Most of the time, it's easy to be filled with fears and worries about the future. In fact, the best thing to do is to live in the moment. Especially a full-time mother with a baby, it is easy to fall into anxiety in the face of the triviality of bringing a baby and the gap between it and the previous comparison.
My advice is to accept the current state and take a short break from the workplace as a try. Especially before the child is 3 years old, take care of the baby, learn some scientific parenting knowledge, and pay attention to your physical health. If you have spare energy, you can do something to improve yourself.
The most important thing is to take the child well and not put the cart before the horse.
2.Write down the things that cause emotions
Write down the things that cause emotions, which I often do, especially the things that quarrel with my husband, I will add them to the memo and write down my feelings and thoughts at that time. In fact, looking back at it, it was a trivial matter, but I was too sharp at that time.
Recording is actually a process of reflection, parenting issues, marital conflicts, etc., you can record a short paragraph at that time, and you will have a different harvest when you look at it later.
3.Develop a good habit of reading consistently
The confusion and troubles you experience are also experienced by others.

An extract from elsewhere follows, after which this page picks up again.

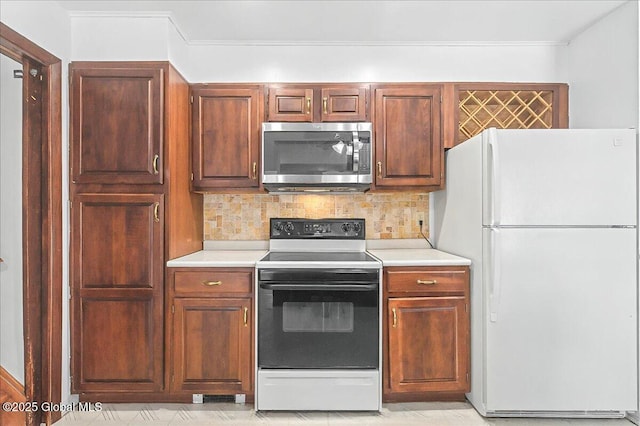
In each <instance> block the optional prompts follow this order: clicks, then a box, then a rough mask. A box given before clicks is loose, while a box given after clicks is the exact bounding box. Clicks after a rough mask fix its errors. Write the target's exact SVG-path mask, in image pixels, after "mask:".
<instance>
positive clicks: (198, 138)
mask: <svg viewBox="0 0 640 426" xmlns="http://www.w3.org/2000/svg"><path fill="white" fill-rule="evenodd" d="M191 93H192V96H193V105H192V127H191V129H192V137H191V141H192V149H193V175H194V176H193V188H194V189H195V190H199V191H206V190H208V189H213V190H215V189H220V188H257V187H258V186H259V178H258V176H259V172H260V170H259V166H260V159H259V153H260V126H261V123H262V117H263V106H262V104H263V97H262V88H261V86H256V85H254V86H243V85H233V86H228V87H224V86H218V87H216V86H215V85H196V86H193V88H192V92H191Z"/></svg>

You can see other people's experiences and thoughts from the whole world, and then combine them with your own situation, and you will find the answers.
In life, you live a kind of life, and you can see a hundred kinds of life in the book. There are times when you can learn from other people's life experiences. Maybe a sentence and a story can change your life.
Reading hail is actually a very personal thing, everyone will like to read different books at different times and different moods, and there is no need to pursue the so-called book list. You just read the books that you think will be useful to you. If you don't have the habit of reading, it is recommended to start with 5 or 10 pages a day to develop a micro-habit.
Stick to it slowly.
It is best to go to the internal medicine department of the hospital for a comprehensive examination, such as; Blood pressure, blood routine, liver function, thyroid hormone examination, adrenal hormone examination, heart color ultrasound, etc., if there is no abnormality after these examinations, it means that you may be fatigue syndrome, if so, it is recommended that you use traditional Chinese medicine to regulate, such as: you can try to take Chinese patent medicine "Buzhong Yiqi Pill" or "Shiquan Great Tonic Pill" to replenish qi and blood to the body, in the case of physical improvement, carry out appropriate exercise, maybe your body will be greatly improved.